Une jeune femme qui a accouché d’une petite fille en santé il y a quelques jours se présente au service des urgences en raison d’une céphalée intense. Elle est par ailleurs en santé et sa grossesse s’est déroulée sans complications. Pendant qu’elle attend les résultats de ses tests, son mal de tête s’aggrave, sa pression artérielle augmente et elle se met à avoir des nausées, des vomissements et des changements de vision.


Par Diane Weidner, Centre de simulation et d’apprentissage interactif Steinberg

Voilà un exemple parmi tant d’autres des patients qu’un médecin peut rencontrer au service des urgences. Les médecins qui travaillent aux urgences doivent connaître toutes les spécialités médicales pour pouvoir reconnaître et traiter sans délai les différentes urgences cliniques qui surviennent. Pour se préparer à assumer ce rôle qui nécessite de la polyvalence, les résidents en médecine d’urgence à l’Université McGill font des stages dans diverses spécialités de base et surspécialités au cours de leur formation de cinq ans. Or, il arrive que pendant cette période, ils n’aient pas l’occasion de rencontrer de patients souffrant de certains problèmes de santé à la fois rares et dangereux.
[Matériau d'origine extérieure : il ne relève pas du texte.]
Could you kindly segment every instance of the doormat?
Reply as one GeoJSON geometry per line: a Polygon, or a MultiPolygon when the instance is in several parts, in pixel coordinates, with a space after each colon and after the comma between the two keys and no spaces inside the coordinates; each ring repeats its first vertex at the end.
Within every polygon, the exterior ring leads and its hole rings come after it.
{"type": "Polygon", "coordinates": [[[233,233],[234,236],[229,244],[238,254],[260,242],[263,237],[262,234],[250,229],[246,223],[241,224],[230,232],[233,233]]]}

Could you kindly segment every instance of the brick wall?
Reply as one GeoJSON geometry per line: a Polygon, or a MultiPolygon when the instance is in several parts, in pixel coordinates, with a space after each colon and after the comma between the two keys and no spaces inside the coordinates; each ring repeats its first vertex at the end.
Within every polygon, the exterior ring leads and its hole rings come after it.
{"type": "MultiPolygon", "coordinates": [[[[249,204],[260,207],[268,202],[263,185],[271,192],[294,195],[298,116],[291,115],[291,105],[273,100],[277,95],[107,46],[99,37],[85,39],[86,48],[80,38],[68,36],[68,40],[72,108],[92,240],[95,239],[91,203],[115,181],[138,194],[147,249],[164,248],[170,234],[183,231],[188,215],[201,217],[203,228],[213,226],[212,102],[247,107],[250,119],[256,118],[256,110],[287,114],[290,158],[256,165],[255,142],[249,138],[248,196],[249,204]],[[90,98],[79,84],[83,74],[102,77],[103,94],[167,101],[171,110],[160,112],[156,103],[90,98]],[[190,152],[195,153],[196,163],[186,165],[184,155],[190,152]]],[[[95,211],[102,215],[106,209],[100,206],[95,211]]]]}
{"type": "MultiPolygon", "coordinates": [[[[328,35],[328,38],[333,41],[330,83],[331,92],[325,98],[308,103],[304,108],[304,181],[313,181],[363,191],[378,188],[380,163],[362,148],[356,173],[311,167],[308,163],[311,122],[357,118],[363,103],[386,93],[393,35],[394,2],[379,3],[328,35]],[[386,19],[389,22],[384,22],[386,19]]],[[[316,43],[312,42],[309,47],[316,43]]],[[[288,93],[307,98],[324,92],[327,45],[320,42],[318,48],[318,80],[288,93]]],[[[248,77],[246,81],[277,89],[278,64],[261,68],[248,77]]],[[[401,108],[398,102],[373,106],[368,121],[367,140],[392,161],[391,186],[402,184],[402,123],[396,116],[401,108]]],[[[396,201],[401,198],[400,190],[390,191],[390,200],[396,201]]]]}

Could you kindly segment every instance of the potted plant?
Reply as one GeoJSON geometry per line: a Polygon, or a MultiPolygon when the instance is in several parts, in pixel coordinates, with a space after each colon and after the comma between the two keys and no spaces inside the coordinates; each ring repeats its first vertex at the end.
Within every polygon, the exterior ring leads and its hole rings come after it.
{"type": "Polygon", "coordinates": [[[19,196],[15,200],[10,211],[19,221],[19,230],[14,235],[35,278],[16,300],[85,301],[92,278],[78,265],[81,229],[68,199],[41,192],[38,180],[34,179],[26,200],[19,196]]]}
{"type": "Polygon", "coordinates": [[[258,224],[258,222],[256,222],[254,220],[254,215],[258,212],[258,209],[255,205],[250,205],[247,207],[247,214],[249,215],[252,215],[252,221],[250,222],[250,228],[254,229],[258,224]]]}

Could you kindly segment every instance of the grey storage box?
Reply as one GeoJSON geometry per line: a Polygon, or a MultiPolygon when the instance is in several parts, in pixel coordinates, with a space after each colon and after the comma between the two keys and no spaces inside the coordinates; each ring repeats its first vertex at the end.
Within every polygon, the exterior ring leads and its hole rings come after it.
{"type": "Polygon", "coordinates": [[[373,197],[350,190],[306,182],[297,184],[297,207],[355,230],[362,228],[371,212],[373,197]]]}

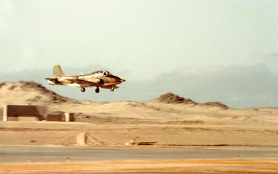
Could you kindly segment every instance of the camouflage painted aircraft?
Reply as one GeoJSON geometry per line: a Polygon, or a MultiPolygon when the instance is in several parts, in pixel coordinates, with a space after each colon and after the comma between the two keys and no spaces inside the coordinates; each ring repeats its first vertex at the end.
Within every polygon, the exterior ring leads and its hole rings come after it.
{"type": "Polygon", "coordinates": [[[45,78],[44,79],[47,79],[50,85],[66,85],[81,88],[82,92],[85,92],[86,87],[95,86],[97,87],[95,90],[97,93],[99,92],[99,88],[114,91],[114,89],[119,88],[116,85],[125,81],[108,71],[96,71],[76,76],[65,75],[59,65],[54,65],[52,78],[45,78]]]}

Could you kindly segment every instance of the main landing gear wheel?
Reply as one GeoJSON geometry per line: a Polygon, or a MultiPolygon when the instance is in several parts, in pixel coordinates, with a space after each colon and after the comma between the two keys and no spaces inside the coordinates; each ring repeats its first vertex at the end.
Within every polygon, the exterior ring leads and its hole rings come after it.
{"type": "Polygon", "coordinates": [[[85,92],[85,88],[81,88],[81,92],[82,92],[82,93],[84,93],[84,92],[85,92]]]}

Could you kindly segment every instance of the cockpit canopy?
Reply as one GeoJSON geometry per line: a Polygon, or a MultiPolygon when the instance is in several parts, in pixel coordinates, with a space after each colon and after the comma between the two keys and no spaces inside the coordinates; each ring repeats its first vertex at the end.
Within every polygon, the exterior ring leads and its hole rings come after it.
{"type": "Polygon", "coordinates": [[[110,75],[111,73],[110,73],[108,71],[96,71],[92,73],[92,74],[101,74],[103,75],[110,75]]]}

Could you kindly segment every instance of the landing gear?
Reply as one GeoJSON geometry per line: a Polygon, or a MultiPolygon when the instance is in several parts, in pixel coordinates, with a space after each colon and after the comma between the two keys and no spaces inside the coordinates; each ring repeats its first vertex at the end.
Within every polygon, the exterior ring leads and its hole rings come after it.
{"type": "Polygon", "coordinates": [[[81,92],[82,92],[82,93],[84,93],[84,92],[85,92],[85,88],[81,88],[81,92]]]}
Dans ce contexte, la formation par simulation peut contribuer à combler des lacunes et aider les résidents à faire face à des situations comme celle décrite plus haut.


 

Des résidents passent à l’action pour parfaire leur formation

Le Dr Mostafa Al-Habboubi, résident de troisième année en médecine d’urgence, trouvait qu’il n’avait pas été assez exposé aux urgences obstétricales pendant son stage de quatre semaines en obstétrique et gynécologie. « Dans un établissement de soins tertiaires ou quaternaires comme le Centre universitaire de santé McGill, nous voyons les femmes enceintes à leur premier trimestre. Lorsqu’elles en sont à leur deuxième ou à leur troisième trimestre, leurs consultations ont lieu directement à l’unité des naissances; nous ne sommes donc pas toujours témoins des problèmes qu’elles vivent. Nous devons aussi être capables de diagnostiquer les affections qui surviennent en postpartum. » Qu’ils travaillent dans un grand centre hospitalier universitaire ou en milieu rural, les résidents en médecine d’urgence doivent agir rapidement et prendre les mesures nécessaires pour sauver la vie du bébé ou de la mère avant qu’un néonatalogiste ou un obstétricien prenne le relais.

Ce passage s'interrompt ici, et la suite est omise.